Vi è infine un’ultima possibilità e sarebbe, evidentemente la più auspicabile per la giustizia e per la convivenza pacifica tra le varie parti del mondo. Tale quarta vi d’uscita sarebbe quella nella quale i due paesi belligeranti, Russia ed Ucraina si sedessero ad un tavolo di trattativa e riuscissero a trovare un accordo per porre fine alla sciagurata guerra in corso. Accordo che non dovrebbe avere come conseguenza non una tregua, ma una soluzione duratura nel tempo che eliminasse, anche nel futuro, l’insorgere di motivi di contrapposizione.
Un accordo di pace presuppone che la Russia non sarà punita per aver scatenato il conflitto, ma addirittura trarrebbe vantaggio, poiché in un a trattativa vi è qualcuno che concede qualcosa e qualcuno che ottiene qualcosa. Potrà sembrare ingiusto che si debba riconoscere un qualche vantaggio all’aggressore, ma c’è forse chi riesce ad immaginare una diversa soluzione della tragedia in corso di svolgimento?
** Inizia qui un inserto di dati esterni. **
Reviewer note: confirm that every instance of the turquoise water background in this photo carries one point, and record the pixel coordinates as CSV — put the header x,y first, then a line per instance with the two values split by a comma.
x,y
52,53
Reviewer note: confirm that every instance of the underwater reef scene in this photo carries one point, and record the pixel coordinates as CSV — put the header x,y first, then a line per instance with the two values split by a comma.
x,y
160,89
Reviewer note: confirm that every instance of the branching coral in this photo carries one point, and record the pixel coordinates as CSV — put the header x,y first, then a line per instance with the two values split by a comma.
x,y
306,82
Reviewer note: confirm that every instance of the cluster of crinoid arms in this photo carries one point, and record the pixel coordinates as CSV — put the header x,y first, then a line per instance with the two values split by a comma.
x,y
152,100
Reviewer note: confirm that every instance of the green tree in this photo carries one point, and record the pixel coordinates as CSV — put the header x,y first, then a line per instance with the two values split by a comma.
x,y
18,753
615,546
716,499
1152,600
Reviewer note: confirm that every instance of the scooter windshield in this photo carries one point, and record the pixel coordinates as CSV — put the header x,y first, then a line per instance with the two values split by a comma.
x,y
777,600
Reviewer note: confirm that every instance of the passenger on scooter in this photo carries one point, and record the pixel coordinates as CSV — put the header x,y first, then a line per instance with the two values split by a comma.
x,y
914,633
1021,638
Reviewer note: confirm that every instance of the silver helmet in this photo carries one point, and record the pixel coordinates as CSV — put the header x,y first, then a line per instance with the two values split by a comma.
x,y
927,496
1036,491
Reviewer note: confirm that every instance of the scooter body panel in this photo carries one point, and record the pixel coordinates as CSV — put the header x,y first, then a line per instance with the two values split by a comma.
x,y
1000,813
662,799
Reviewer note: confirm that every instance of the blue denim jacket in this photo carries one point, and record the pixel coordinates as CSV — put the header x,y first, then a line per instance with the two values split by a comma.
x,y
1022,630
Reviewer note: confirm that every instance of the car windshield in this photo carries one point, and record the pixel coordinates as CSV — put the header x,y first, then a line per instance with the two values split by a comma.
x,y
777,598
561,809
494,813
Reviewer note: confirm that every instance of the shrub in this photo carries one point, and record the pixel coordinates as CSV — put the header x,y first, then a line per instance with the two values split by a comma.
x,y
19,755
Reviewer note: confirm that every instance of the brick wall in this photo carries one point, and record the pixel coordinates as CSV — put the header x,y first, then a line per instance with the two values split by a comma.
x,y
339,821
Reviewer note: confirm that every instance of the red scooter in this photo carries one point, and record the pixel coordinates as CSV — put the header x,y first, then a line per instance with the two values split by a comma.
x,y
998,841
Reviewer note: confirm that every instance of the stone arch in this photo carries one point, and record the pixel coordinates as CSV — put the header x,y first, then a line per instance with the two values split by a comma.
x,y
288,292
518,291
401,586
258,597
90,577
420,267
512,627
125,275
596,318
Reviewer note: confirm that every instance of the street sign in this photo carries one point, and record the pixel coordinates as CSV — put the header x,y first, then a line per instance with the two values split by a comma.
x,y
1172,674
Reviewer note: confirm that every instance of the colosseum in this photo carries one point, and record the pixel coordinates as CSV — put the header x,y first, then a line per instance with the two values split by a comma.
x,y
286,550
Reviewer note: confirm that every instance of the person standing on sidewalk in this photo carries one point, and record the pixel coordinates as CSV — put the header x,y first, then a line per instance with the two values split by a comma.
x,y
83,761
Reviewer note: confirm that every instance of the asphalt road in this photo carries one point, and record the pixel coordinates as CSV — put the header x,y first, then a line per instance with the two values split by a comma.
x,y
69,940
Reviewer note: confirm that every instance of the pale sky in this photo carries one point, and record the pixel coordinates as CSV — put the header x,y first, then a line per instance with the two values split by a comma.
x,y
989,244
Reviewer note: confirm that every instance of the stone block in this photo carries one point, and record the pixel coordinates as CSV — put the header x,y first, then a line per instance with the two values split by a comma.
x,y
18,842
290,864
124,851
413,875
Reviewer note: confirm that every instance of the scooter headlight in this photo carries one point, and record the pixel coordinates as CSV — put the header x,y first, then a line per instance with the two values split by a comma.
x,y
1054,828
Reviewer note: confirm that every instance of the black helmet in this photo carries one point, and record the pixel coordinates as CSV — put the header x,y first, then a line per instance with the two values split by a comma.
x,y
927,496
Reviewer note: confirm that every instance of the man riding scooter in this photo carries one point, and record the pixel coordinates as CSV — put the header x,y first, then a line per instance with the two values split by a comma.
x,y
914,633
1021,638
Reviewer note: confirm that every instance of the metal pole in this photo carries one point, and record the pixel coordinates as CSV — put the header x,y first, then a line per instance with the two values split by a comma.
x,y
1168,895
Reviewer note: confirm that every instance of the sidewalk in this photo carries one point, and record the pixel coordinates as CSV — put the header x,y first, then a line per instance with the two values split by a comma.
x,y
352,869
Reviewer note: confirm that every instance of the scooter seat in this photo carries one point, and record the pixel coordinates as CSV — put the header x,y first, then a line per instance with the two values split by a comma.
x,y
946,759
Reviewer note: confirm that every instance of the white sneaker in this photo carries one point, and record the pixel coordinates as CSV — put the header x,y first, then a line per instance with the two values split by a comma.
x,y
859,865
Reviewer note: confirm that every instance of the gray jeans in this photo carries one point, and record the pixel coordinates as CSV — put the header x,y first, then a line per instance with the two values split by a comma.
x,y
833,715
Tutte le altre alternative hanno come effetto o la distruzione della terra o la distruzione dell’Ucraina da parte dell’esercito russo. E di certo nessuno può augurarsi tale tipo di conclusione.
Stabilito allora che l’unica via praticabile verso la fine della guerra è un accordo diplomatico viene di conseguenza da pensare che l’aver inviato armi all’Ucraina per prolungare la sua resistenza all’aggressore è stato un tragico errore. Con ciò non si intende affermare che non bisogna assolutamente inviare armi, in modo da abbreviare la possibilità degli ucraini di resistere alle forze dell’aggressore. I pacifisti non è questo che sostengono, ma essi invece propugnano l’idea che bisogna sostenere la resistenza ucraina solo in vista di una composizione diplomatica del conflitto. Con ciò si vuol dire che gli ucraini vanno sostenuti si, ma senza continuare a soffiare sul fuoco, demonizzando Putin, ma semplicemente occorre mettere in campo ogni sforzo per cercare di portare i contendenti ad un tavolo in cui ci si sforzi di trovare un giusto punto di accordo. Continuando invece ad esprimersi come di recente ha fatto il presidente americano Biden, non si fa altro che allontanare la possibilità di una fine della guerra ed un suo prolungamento sine die. Preludio questo alla cancellazione completa dell’Ucraina come paese ed allo sterminio del suo popolo. Ci pensino bene tutti i belligeranti da salotto che compaiono nei talk show televisivi e che riempiono le pagine dei giornali asserviti alla politica USA.